フランチェスカに出来ることは、父に『信じてほしい』と告げるだけだ。
『何を言っている』
そして父は、いつも無表情なそのかんばせを、柔らかな微笑みに変えた。
『お前を信じない理由など、私に存在するものか』
『……っ!!』
そしてその日からフランチェスカは、調査を開始したのである。
「この一週間、私なりに色々調べてきた。だけどリカルドは、私より先に薬物事件について調べてたでしょ?」
「……」
リカルドから受け取ったタバコの葉を、やさしく籠に入れてゆく。この葉が熟しているのかどうか、フランチェスカには見極めが難しいのだが、リカルドの作業に迷いはない。

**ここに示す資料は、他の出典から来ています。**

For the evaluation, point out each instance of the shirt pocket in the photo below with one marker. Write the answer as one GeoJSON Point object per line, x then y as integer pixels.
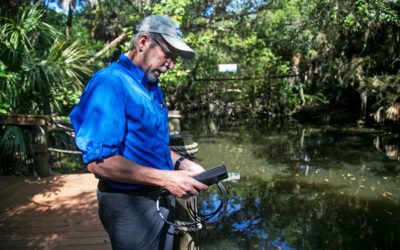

「学院で話すのも危なそうだから、お休みの日にお話が聞けたらなって。そうしたらリカルドが、『土曜日は収穫があるから忙しい』って言うから……」
「だからといって仮にも貴族家の令嬢が、当たり前のような顔で収穫手伝いに来るか……?」
この世界の令嬢なら、普通はそんな感覚なのだろう。けれどもフランチェスカには、前世の小学校で芋掘りをした記憶がしっかり残っている。
(それに前世では、組員のみんなとお庭でミニトマトを育てたもんね。――収穫間際でいきなり枯れちゃったと思ったら、誰かがすぐ傍の土を掘って、警察に見付かるとまずい血判状を隠した所為だったことが発覚したけど……)
枯れてしまったミニトマト、掘り返された地面にビニールに包まれた血判書、その横で泣いている前世の自分と顔面蒼白な組員。
そんな光景を思い出し、遠い目をしてしまった。